Si c’est le mot “essoufflement” qui caractérisait le mieux le marché immobilier espagnol au premier semestre 2023, ce sont ceux de “paradoxe” et d’”insécurité” qui le définissent le mieux en ce second semestre.
La logique devrait être implacable : les chutes des prêts immobiliers et des transactions du premier semestre auraient dû entraîner une baisse des prix rapide. Pourtant, ils résistent.
Pour expliquer en partie ce paradoxe, il faut tourner la tête du côté de :
Certes, le quatrième trimestre n’est pas encore terminé, mais les tendances sont là.

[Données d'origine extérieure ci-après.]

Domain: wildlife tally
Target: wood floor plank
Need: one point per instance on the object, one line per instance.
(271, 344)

Pour maintenir une continuité d’analyse, nos sources sont les mêmes que celles du semestre précédent : Idealista, le leader des portails immobiliers en Espagne, Fotocasa et Pisos, deux pureplayers qui ont leur propre département d’études, l’INE l’Institut national des statistiques qui monitore de près le marché, BBVA Research, les analyses des greffiers d’Espagne (Registradores) et d’Euroval, le leader de l’estimation immobilière en Espagne.

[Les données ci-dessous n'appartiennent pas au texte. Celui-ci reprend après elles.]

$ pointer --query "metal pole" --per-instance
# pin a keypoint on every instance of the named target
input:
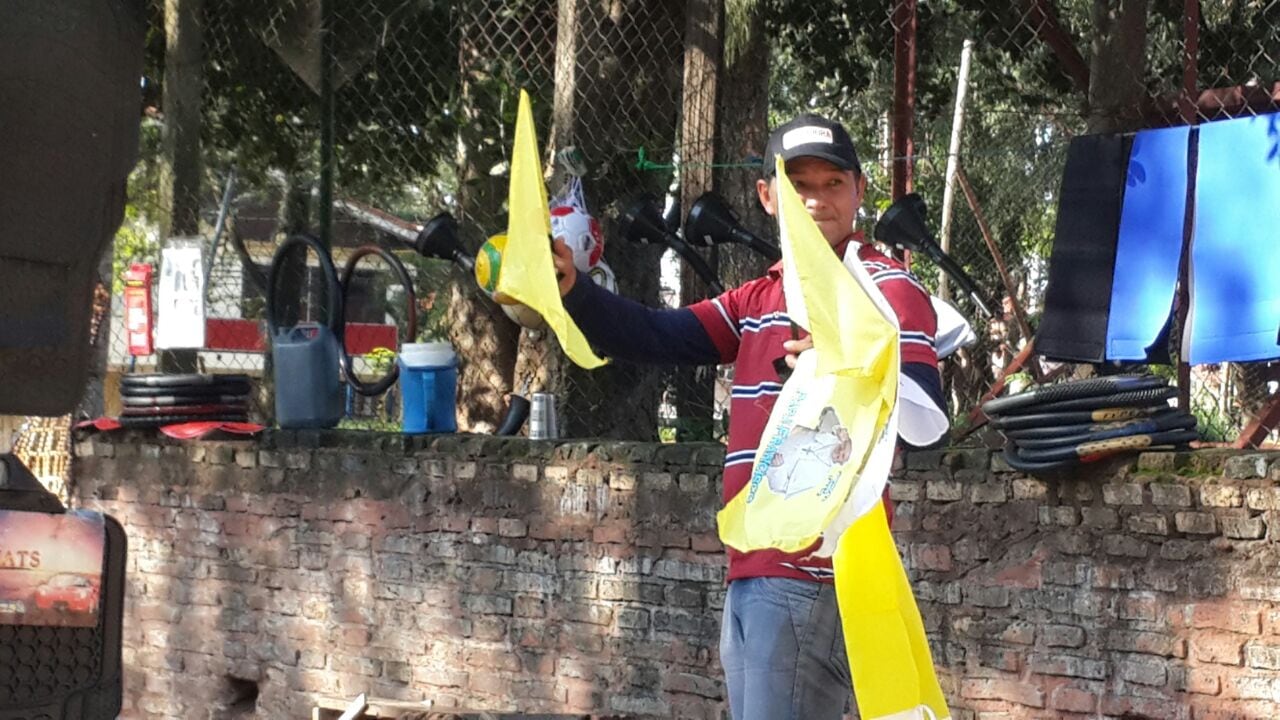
(952, 160)
(904, 95)
(325, 214)
(1191, 49)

Un mot de contexte national pour planter le décor.
À l’approche de 2024, l’économie espagnole se trouve à un carrefour. Selon les dernières prévisions optimistes du gouvernement, après une année 2023 qui devrait se clore avec 2,4 % de croissance, en 2024, le PIB de l’Espagne devrait connaître une nouvelle phase de croissance de 2 %. Pourtant, malgré une économie résiliente, un marché du travail en forme et la baisse de l’inflation (3,2 % en ce mois de décembre contre 10,8 % au plus haut en juillet 2022) l’incertitude domine. En cause ? L’instabilité économique de la zone euro, mais aussi une politique intérieure mouvementée avec (entre autres) la nouvelle loi sur le logement, la possible réduction de la durée légale du travail qui fait polémique, et un gouvernement minoritaire. Paradoxe et insécurité donc.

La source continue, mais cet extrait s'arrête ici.